Yvette Williams won the 1952 Olympic long jump, our first female gold medallist. Marise Chamberlain was third in the 800m in Tokyo in 1964 and became our first female athletics medallist. But it took a long time for the dam to burst – in 1988 rowers Nikki Payne and Lynley Hannan won silver, as did equestrian three-day eventers Tinks Pottinger and Margaret Knighton. 

After that, all bets were off. Barbara Kendall won a famous boardsailing gold at Barcelona in 1992 and followed with silver and bronze at the next two Olympics. Annelise Coberger, downhill skier, won silver at Albertville in 1992, the first southern hemisphere athlete to win a Winter Olympics medal. 
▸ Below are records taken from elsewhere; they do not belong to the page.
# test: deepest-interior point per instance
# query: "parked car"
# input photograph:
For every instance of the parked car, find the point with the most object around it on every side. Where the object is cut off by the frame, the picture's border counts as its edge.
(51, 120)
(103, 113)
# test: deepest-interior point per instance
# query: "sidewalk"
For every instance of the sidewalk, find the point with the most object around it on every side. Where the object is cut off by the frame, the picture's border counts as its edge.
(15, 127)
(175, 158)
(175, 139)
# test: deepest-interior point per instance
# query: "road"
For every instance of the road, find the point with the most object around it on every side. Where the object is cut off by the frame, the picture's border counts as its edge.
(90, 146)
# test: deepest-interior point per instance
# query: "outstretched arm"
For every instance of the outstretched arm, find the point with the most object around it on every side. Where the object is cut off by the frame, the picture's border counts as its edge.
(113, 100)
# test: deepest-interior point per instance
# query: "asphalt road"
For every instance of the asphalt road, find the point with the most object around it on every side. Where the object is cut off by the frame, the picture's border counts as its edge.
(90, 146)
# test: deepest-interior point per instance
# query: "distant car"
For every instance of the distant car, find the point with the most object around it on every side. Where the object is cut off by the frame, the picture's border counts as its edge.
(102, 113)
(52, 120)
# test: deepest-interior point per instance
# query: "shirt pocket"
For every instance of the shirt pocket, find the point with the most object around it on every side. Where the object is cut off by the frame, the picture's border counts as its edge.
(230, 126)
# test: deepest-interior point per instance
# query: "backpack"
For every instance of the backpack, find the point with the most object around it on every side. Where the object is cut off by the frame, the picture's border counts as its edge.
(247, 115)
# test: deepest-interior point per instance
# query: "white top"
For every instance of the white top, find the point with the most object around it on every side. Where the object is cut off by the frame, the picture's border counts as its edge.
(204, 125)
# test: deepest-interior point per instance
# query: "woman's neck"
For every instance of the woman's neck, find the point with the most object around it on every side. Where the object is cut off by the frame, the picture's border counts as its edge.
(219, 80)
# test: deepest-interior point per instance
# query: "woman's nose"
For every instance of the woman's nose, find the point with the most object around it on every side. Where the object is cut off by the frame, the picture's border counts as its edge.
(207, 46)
Memories flood back… Lorraine Moller’s brave marathon bronze in 1992, Sally Clark’s silver in the three-day eventing in 1996 and Sarah Ulmer’s sensational deeds in the velodrome in Athens in 2004. 

The women began winning medals ever more frequently, with the fabulous Evers-Swindell twins and then Dame Valerie Adams outstanding. And then came Dame Lisa Carrington, the sprint paddler who’s won five gold medals and a bronze since 2012 and now has serious claims to being our greatest Olympic athlete. 

It’s noticeable how widespread the women’s accomplishments have been – not just in traditionally strong New Zealand sports. Luuka Jones (canoe slalom), Eliza McCartney (pole vault), Lydia Ko (two golf medals), Joe Aleh and Polly Powrie (gold and silver in the 470 dinghy), Natalie Rooney (trap shooting), Zoi Sadowski-Synnott (snowboarding gold and silver) are examples. 

More recently, the New Zealand women’s sevens rugby team has won Olympic silver then gold and there’s been a succession of stunning rowing performances, none more spine-tingling than single sculler Emma Twigg’s fairytale gold at her fourth attempt in Tokyo in 2021. 

Naturally most sports focus rests on the Olympic Games, but there have been wonderful Commonwealth Games feats by our women, too. Not just Yvette Williams, with her three gold medals at Vancouver in 1954, but Val Young, who won seven medals, five of them gold, in the shot put and discus from 1958-74, Dot Coleman, who won the foil in 1962 and became the darling of the New Zealand team, Jaynie Parkhouse, with her wonderful 800m freestyle gold in Christchurch in 1974, and Rebecca Perrott, who was even more impressive in the pool four years later. 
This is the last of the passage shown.